Viruses can infect every type of host cell, including those of plants, animals, fungi, protists, bacteria, and archaea. Most viruses will only be able to infect the cells of one or a few species of organism. This is called the host range. However, having a wide host range is not common and viruses will typically only infect specific hosts and only specific cell types within those hosts. The viruses that infect bacteria are called bacteriophages, or simply phages. The word phage comes from the Greek word for devour. Other viruses are just identified by their host group, such as animal or plant viruses. Once a cell is infected, the effects of the virus can vary depending on the type of virus. Viruses may cause abnormal growth of the cell or cell death, alter the cell’s genome, or cause little noticeable effect in the cell.

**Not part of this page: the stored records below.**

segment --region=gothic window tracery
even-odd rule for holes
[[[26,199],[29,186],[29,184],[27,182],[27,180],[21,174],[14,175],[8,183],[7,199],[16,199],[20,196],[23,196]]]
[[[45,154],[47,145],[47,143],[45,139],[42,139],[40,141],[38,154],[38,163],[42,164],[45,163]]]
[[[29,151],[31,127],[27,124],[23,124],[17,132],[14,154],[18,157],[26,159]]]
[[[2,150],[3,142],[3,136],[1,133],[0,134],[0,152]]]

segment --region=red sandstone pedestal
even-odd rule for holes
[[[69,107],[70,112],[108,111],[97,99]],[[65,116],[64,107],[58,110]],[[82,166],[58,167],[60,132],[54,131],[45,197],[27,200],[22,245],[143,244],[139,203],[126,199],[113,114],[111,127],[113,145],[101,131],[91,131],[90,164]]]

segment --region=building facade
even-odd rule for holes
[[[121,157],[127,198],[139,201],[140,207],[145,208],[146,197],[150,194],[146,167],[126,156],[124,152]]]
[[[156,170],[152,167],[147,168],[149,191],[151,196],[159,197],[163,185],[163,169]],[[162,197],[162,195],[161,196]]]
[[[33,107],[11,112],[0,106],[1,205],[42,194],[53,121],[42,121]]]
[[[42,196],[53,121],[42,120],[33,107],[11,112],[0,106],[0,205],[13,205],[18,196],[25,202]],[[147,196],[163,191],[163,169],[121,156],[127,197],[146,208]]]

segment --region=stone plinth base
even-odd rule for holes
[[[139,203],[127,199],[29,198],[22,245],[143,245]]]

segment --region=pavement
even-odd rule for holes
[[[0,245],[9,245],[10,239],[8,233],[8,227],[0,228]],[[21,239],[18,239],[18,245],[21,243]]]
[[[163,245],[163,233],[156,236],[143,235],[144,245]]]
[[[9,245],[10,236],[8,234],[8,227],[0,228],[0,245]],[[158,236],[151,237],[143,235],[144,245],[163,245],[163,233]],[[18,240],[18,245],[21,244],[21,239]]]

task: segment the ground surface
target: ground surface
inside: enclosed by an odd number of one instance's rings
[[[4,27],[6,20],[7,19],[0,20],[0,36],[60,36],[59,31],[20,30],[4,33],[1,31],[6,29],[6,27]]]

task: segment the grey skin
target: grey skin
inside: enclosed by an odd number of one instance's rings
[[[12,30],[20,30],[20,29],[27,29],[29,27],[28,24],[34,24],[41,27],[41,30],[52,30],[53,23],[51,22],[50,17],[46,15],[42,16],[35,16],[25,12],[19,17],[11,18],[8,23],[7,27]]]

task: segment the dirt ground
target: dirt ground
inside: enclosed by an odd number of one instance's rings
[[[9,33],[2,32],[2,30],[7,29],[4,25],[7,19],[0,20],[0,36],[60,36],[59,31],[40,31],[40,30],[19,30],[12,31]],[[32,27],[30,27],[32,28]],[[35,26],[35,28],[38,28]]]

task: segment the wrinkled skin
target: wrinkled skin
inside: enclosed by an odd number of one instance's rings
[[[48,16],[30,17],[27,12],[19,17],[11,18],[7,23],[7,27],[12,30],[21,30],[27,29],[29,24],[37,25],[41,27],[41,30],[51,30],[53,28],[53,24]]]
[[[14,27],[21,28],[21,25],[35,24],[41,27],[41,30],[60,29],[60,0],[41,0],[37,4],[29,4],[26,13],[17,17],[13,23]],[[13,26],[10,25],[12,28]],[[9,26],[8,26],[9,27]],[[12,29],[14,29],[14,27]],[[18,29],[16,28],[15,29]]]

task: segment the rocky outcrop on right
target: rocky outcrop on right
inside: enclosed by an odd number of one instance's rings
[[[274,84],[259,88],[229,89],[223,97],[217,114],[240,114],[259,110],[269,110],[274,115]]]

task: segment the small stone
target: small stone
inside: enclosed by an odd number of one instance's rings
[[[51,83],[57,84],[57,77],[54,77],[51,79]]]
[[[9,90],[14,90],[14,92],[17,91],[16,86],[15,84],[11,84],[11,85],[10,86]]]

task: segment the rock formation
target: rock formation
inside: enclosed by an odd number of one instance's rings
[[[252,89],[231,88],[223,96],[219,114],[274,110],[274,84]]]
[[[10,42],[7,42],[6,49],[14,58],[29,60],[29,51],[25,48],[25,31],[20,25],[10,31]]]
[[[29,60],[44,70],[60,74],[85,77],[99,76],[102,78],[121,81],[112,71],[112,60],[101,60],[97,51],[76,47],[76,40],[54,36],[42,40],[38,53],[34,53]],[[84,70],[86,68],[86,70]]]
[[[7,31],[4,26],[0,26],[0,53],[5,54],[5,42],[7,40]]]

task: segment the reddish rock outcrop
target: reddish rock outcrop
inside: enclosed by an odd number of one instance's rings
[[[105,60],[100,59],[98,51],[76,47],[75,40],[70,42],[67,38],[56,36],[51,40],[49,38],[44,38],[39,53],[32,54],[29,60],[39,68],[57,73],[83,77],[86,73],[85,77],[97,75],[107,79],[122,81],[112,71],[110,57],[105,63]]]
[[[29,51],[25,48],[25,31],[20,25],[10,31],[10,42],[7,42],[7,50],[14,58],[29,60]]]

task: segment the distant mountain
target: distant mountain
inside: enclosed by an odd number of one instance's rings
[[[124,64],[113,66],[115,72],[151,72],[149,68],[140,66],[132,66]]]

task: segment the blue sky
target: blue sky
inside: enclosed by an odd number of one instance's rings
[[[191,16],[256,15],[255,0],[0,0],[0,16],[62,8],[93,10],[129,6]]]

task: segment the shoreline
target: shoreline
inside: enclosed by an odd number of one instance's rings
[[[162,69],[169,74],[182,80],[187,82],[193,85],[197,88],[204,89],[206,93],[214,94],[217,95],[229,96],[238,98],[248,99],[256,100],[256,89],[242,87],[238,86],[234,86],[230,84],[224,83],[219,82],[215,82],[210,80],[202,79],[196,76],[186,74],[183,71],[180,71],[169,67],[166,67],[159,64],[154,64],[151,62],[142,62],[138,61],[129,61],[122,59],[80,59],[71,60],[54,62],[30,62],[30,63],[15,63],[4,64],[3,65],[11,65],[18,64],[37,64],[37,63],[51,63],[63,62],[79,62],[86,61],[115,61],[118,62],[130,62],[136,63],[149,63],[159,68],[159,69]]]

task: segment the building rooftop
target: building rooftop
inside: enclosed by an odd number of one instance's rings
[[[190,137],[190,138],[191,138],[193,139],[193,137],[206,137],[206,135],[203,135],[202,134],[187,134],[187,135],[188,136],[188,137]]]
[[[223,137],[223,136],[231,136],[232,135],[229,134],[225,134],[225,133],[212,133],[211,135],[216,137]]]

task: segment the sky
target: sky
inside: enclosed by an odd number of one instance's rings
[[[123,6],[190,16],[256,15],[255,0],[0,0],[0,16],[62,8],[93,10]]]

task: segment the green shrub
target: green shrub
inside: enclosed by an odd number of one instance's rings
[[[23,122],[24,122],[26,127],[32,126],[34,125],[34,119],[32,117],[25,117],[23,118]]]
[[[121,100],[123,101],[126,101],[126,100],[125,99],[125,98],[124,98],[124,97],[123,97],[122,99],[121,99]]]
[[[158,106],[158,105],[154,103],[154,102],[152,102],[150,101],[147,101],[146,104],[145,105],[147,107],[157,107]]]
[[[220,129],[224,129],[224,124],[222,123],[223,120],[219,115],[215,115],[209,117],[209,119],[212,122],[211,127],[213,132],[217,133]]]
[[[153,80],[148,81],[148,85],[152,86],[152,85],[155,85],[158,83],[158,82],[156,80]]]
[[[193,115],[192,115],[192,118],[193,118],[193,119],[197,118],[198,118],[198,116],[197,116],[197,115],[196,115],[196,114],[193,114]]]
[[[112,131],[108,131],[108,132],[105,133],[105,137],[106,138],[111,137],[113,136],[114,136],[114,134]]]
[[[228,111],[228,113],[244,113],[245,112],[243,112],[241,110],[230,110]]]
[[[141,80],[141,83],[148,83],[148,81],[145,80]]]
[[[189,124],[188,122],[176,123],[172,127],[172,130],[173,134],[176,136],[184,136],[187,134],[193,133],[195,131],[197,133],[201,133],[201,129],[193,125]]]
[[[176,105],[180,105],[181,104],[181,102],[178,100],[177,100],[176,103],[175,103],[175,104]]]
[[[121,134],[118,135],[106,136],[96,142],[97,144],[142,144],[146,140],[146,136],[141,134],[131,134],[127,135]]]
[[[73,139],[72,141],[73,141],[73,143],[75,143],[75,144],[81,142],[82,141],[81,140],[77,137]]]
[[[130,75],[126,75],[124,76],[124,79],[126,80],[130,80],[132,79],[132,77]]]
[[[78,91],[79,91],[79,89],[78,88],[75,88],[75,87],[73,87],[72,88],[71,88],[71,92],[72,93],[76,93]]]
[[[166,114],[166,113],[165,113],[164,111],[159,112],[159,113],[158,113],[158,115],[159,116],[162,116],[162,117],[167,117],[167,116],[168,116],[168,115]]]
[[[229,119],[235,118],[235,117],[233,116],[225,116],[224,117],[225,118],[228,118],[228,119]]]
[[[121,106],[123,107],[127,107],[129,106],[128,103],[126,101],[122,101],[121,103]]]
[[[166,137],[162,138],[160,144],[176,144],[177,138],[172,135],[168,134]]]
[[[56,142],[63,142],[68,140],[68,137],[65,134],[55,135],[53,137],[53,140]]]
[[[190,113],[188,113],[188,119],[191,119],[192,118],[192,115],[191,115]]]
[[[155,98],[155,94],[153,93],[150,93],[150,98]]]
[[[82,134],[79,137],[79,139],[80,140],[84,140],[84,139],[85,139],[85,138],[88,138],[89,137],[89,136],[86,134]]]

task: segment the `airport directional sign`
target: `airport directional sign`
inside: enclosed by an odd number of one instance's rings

Viruses can be transmitted through direct contact, indirect contact with fomites, or through a vector: an animal that transmits a pathogen from one host to another. Arthropods such as mosquitoes, ticks, and flies, are typical vectors for viral diseases, and they may act as mechanical vectors or biological vectors. Mechanical transmission occurs when the arthropod carries a viral pathogen on the outside of its body and transmits it to a new host by physical contact. Biological transmission occurs when the arthropod carries the viral pathogen inside its body and transmits it to the new host through biting.
In humans, a wide variety of viruses are capable of causing various infections and diseases. Some of the deadliest emerging pathogens in humans are viruses, yet we have few treatments or drugs to deal with viral infections, making them difficult to eradicate.
Viruses that can be transmitted from an animal host to a human host can cause zoonoses. For example, the avian influenza virus originates in birds, but can cause disease in humans. Reverse zoonoses are caused by infection of an animal by a virus that originated in a human.